Fair solution using baton passing — the process releasing the resource passes the lock (e) directly to the next eligible process rather than releasing it:
int nr = 0, nw = 0; // active readers/writers
sem e = 1; // entry semaphore
int dr = 0, dw = 0; // waiting readers/writers
sem r = 0, w = 0; // delay semaphores
// On writer exit:
P(e);
nw--;
if (dw > 0) { dw--; V(w); } // wake a writer (baton)
else if (dr > 0) { dr--; V(r); } // wake readers (baton)
else V(e);
Baton passing ensures fairness: without it, continuous readers could starve writers indefinitely.
Dining Philosophers
Five philosophers, five forks, each needs two adjacent forks to eat. The trick to avoid deadlock: one philosopher picks up the right fork first (instead of left), breaking the circular dependency:
process Philosopher[i = 0 to 3] {
while (true) {
P(fork[i]); P(fork[i+1]);
eat;
V(fork[i]); V(fork[i+1]);
think;
}
}
process Philosopher[4] {
while (true) {
P(fork[0]); P(fork[4]); // reversed order
eat;
V(fork[0]); V(fork[4]);
think;
}
}
Monitors
A monitor encapsulates shared variables with procedures that execute under mutual exclusion automatically — no entry/exit protocols needed.
monitor mname {
// permanent variable declarations
// initialization
// procedures
}
Condition variables handle ordering:
wait(cv)— suspends the calling process at cv's queuesignal(cv)— wakes the head of cv's queue (no effect if empty)empty(cv)— true if no processes are waiting
Always use while (not if) to recheck a condition after being woken:
procedure deposit(typeT data) {
while (count == n) wait(not_full);
buf[rear] = data; rear = (rear+1) % n; count++;
signal(not_empty);
}
Multiple producers could wake up simultaneously; while ensures each one re-verifies before proceeding.

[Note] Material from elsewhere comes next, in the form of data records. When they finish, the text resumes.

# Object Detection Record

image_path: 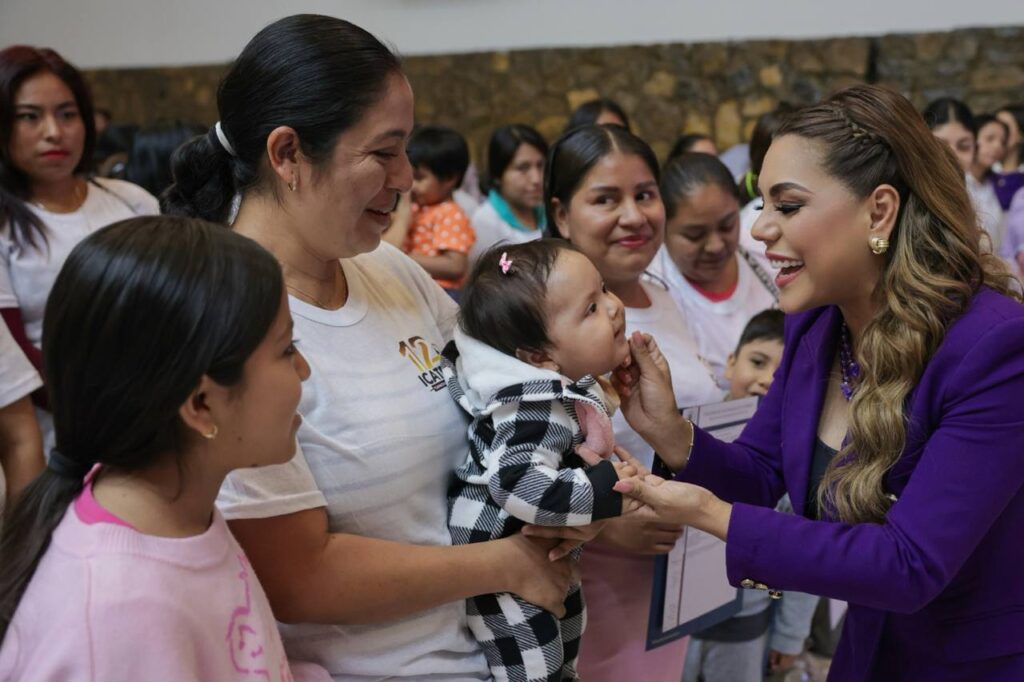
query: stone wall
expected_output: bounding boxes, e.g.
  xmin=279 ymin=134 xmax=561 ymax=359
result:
xmin=89 ymin=27 xmax=1024 ymax=160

Shortest Job Next with Priority Wait
A priority wait wait(cv, rank) orders the queue by rank ascending:
monitor Shortest_Job_Next {
bool free = true;
cond turn;
procedure request(int time) {
if (free) free = false;
else wait(turn, time);
}
procedure release() {
if (empty(turn)) free = true;
else signal(turn);
}
}
signal(turn) wakes the process with the smallest time — shortest remaining job gets the resource next.
Sleeping Barber (Rendez-vous)
The barber waits for customers; customers wait for the barber. This rendez-vous pattern has bidirectional signaling: barbers wake customers and customers wake barbers. The monitor coordinates entry, seating, haircut, and exit through four procedures and four condition variables.
Message Passing
Instead of shared memory, processes communicate through channels.
Filters
A filter receives messages on input channels and sends on output channels. The classic example is Merge: receiving from two sorted streams and producing one sorted output.
Simulating Monitors with Message Passing
A monitor's global variables become local to a Server process. Clients send request messages and wait for reply messages:
chan request(int clientID, opType op, typeP params);
chan reply[n](typeR result);
process Server {
while (true) {
receive request(clientID, op, params);
// execute operation
send reply[clientID](result);
}
}
For operations that need to delay (like resource allocation), the server queues unfulfilled requests and responds when conditions are satisfied.
Peer-to-Peer Patterns
For finding the global maximum/minimum among N processes:
- Centralized: process 0 acts as coordinator, collects from all, broadcasts back
- Symmetric: every process sends its value to every other process
- Ring: values propagate around a ring in two passes — first pass accumulates the global result, second pass distributes it
In practice, on a single CPU only one thread executes at a time — the scheduler (FIFO, round-robin) creates the illusion of concurrency.